Final answer:
To find the percentage of pumpkins that weigh more than Richard's pumpkin, we need to calculate the z-score for Richard's pumpkin and then find the probability of getting a z-score greater than that. The percentage of pumpkins that weigh more than Richard's pumpkin is approximately 95.82%.
Step-by-step explanation:
To find the percentage of pumpkins that weigh more than Richard's pumpkin, we need to calculate the z-score for Richard's pumpkin and then find the probability of getting a z-score greater than that. Firstly, we calculate the z-score using the formula: z = (x - μ) / σ, where x is the value we want to convert to a z-score, μ is the population mean, and σ is the population standard deviation. In this case, x = 450 pounds, μ = 320 pounds, and σ = 75 pounds. Plugging these values into the formula, we get z = (450 - 320) / 75 = 1.7333.

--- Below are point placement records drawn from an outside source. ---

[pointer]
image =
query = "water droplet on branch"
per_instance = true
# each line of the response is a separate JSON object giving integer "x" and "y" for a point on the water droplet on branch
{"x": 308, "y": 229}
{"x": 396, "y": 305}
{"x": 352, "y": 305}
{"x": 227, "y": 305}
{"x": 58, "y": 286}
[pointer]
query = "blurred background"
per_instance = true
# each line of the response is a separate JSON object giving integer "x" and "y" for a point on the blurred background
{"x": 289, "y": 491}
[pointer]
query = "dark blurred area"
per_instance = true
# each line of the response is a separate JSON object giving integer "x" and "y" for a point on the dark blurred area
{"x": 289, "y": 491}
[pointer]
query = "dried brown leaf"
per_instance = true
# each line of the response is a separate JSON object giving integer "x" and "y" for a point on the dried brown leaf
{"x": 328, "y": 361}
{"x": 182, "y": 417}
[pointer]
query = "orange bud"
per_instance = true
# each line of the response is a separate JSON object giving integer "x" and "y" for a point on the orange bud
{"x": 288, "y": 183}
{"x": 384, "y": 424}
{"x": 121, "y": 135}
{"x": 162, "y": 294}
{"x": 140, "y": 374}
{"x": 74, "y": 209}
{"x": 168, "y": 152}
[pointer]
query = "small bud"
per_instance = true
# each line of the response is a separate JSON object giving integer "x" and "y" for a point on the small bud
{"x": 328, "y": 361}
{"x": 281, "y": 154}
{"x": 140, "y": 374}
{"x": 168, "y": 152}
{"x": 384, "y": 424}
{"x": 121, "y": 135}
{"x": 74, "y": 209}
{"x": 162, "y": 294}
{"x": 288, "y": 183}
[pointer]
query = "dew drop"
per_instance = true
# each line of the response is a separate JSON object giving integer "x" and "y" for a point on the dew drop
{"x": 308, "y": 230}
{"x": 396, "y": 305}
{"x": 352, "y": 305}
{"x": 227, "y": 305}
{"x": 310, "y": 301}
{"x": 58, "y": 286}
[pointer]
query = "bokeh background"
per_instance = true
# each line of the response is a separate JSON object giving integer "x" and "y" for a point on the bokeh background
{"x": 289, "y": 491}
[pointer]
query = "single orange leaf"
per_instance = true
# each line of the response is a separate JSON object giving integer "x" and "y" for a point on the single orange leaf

Next, we need to find the probability of getting a z-score greater than 1.7333. We can use a standard normal distribution table or a calculator to find this probability. Using a standard normal distribution table, we look up the z-score of 1.7333 and find that the corresponding area under the curve is approximately 0.9582.
To find the percentage, we multiply this probability by 100. Therefore, the percentage of pumpkins that weigh more than Richard's pumpkin is approximately 95.82%.